産官学。すべてを経験したからこそ、語れることがあるはずです。

 近年、地震などの自然災害に対して「防災」ではなく「減災」の概念が導入されるようになってきました。「防災」は、被害を出さないことを目指した取り組みです。被害が0であることは望ましいことですが、阪神大震災や東日本大震災など過去の大規模災害を経験し、それが現実的ではないことを私たちは思い知らされてきました。「減災」とは、被害が発生することを想定し、その被害の程度を減らしていこうという発想です。ですから減災を論じるには、何が起こるかが正確に理解されていなければなりません。先にもお話しましたが、公共財産であれ、私有財産であれ、災害に対処できるコストは無制限ではありません。経済的事情もある中で、どこまでの対策ができるかを判断しなければなりません。

 かつて、行政は包括的に市民を守るという意識から、市民に正確な情報提供をせず、防災に取り組んできた時代があります。市民の側も、盲目的に行政に防災を丸投げしていたとも言えるでしょう。しかし、多くの災害を経験したわが国は、災害対策に対して的確な情報を行政も市民も持っている必要があります。この地域で、どんな被害が想定されるのか、現状ではどこまでが守れて、どこからが守れないのか、行政だけではなく、市民もそれを理解し、どこまでの被害であれば許容できるのかを、社会全体で考えていかなければなりません。もちろん、人の生命に関わる被害はゼロを目指さなければなりません。では、道路の被害はどこまで許容されるのでしょうか、水道管の被害はどこまで許容されるのでしょうか、経済的理由だけではなく、そこに暮らす市民の心情も汲み上げながら、「減災」を目的とした許容範囲のコンセンサスを形成し、対策を進める時代に入っています。

 そのコンセンサス形成の段階で、行政、市民、そして対策を実際に設計・施工する企業やエンジニアが的確な情報を持ち合わせなければなりません。その情報提供が、まさに私自身の社会的役割なのだろうと思っています。
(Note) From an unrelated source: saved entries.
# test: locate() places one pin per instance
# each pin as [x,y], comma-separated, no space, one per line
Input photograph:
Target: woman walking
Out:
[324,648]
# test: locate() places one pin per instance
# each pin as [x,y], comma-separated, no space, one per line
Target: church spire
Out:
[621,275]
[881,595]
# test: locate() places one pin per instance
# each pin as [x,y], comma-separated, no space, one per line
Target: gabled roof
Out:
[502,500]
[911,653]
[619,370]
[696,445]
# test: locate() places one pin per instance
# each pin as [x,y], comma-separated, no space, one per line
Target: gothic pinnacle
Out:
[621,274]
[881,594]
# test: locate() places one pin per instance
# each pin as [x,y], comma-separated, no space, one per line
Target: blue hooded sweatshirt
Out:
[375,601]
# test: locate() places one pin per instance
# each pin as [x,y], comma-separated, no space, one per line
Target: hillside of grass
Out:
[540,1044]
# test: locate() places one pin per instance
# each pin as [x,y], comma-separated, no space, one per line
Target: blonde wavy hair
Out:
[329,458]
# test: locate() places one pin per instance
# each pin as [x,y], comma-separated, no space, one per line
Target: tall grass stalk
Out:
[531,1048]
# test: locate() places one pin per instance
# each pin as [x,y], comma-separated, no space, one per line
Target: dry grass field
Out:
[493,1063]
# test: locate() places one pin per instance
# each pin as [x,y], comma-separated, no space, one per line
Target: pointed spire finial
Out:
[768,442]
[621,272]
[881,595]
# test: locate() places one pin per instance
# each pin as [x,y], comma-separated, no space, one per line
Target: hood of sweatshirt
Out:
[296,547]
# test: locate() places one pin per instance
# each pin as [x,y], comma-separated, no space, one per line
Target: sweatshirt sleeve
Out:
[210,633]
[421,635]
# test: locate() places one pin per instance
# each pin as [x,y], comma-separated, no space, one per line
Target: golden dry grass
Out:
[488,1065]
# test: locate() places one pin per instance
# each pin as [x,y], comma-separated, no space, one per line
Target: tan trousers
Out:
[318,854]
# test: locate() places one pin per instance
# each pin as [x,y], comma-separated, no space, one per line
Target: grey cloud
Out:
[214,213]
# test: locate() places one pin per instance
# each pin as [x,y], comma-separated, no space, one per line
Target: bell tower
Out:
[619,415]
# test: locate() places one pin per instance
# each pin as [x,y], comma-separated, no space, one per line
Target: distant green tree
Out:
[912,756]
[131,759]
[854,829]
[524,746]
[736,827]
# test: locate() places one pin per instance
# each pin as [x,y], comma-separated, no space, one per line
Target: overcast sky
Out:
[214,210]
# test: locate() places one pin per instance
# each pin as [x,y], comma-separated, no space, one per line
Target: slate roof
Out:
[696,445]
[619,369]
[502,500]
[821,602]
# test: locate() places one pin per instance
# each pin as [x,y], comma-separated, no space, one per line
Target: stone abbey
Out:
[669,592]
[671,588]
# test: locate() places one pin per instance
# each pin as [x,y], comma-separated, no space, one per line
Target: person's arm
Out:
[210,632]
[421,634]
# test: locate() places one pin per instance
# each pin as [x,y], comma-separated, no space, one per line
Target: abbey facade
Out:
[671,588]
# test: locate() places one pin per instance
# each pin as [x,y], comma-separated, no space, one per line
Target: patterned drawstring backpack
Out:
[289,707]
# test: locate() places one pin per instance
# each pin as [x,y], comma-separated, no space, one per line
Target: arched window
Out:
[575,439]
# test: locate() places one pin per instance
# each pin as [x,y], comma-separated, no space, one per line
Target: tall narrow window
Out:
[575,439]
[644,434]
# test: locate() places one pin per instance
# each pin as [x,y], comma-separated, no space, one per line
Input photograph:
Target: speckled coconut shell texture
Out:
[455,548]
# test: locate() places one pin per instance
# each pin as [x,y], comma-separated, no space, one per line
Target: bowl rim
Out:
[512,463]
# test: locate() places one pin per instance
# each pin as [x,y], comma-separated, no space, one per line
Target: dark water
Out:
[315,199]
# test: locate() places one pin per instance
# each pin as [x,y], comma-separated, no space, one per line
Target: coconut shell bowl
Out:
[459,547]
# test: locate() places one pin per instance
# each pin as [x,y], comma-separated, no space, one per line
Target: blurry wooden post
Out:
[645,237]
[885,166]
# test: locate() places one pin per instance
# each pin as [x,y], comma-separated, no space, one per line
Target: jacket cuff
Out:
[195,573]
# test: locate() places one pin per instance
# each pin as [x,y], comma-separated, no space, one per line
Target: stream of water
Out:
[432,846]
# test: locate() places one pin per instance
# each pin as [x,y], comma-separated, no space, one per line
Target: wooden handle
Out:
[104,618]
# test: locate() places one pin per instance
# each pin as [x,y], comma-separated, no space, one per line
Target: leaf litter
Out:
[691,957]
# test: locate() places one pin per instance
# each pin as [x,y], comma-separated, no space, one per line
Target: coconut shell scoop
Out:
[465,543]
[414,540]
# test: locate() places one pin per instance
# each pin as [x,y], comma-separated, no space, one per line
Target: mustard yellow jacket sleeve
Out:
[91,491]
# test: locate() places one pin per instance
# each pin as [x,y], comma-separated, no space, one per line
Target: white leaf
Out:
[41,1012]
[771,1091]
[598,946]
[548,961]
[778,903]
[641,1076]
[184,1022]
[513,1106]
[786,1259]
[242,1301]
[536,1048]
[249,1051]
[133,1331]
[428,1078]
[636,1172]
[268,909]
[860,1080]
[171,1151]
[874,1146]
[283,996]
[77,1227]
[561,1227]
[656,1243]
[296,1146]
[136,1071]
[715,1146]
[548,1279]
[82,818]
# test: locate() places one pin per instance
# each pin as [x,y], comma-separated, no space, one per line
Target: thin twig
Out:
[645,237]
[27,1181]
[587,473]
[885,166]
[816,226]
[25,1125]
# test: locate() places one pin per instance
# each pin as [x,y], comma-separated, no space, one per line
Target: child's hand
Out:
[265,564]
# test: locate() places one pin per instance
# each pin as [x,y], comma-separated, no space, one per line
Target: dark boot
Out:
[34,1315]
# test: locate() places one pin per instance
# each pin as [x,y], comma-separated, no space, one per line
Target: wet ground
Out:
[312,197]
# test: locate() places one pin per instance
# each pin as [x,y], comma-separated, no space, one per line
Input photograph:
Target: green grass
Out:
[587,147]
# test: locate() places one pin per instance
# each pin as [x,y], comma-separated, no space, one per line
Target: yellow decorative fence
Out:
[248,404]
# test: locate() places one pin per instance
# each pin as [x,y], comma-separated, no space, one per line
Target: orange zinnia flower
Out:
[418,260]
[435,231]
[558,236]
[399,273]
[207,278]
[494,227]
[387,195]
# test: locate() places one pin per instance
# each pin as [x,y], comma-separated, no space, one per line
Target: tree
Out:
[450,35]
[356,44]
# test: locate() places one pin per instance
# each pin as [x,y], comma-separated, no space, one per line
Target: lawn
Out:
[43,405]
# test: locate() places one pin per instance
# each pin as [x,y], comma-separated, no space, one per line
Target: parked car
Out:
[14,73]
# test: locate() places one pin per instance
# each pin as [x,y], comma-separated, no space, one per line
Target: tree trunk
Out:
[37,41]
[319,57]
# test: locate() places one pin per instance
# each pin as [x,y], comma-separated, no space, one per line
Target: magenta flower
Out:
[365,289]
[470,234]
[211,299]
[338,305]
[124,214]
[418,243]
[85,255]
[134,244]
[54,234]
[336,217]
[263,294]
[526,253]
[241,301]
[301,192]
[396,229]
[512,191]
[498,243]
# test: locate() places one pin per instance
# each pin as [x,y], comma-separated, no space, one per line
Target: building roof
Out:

 企業や行政で勤務した経験を生かして、大学の教壇に立つ教員は多くいます。その両方を経験したという人は、あまり見受けられません。私は、関東学院大学に着任する前、ゼネコン(総合建設会社)で長年勤務し、建設プロジェクトの設計、施工、品質管理をする企業の側の事情もよく理解しています。また、ゼネコン勤務時代に長い期間ではありませんが、国土交通省の研究所への派遣勤務で計画、発注側の立場も経験しました。つまり、産官学すべてを経験した比較的珍しい立場にいます。もちろん、生活をする一市民でもあります。産官学民、すべての事情や心情を理解するのに、容易な立場にいます。その立場を生かして、行政、企業、市民それぞれに必要な情報を提供し、「減災」に向けたコンセンサス形成に関わっていければと思っています。

 災害への関心が強くなるなかで、市民向けの防災講演会や行政での防災関連の委員会活動などに呼ばれる機会も増えてきています。産官学民が連携する時に、ハブの役割を大学の教員として担い、それぞれの立場に適切な情報提供をしていければと思っています。この国で、地震を含めた大規模災害を避けることはできません。避けることができないのであれば、どう付き合っていくのか、ハードの面だけでなく、ソフトの面でも社会全体で関わっていく時代に入っているのです。ソフト面での防災には、必ず技術的な経験・知識の裏づけが必要です。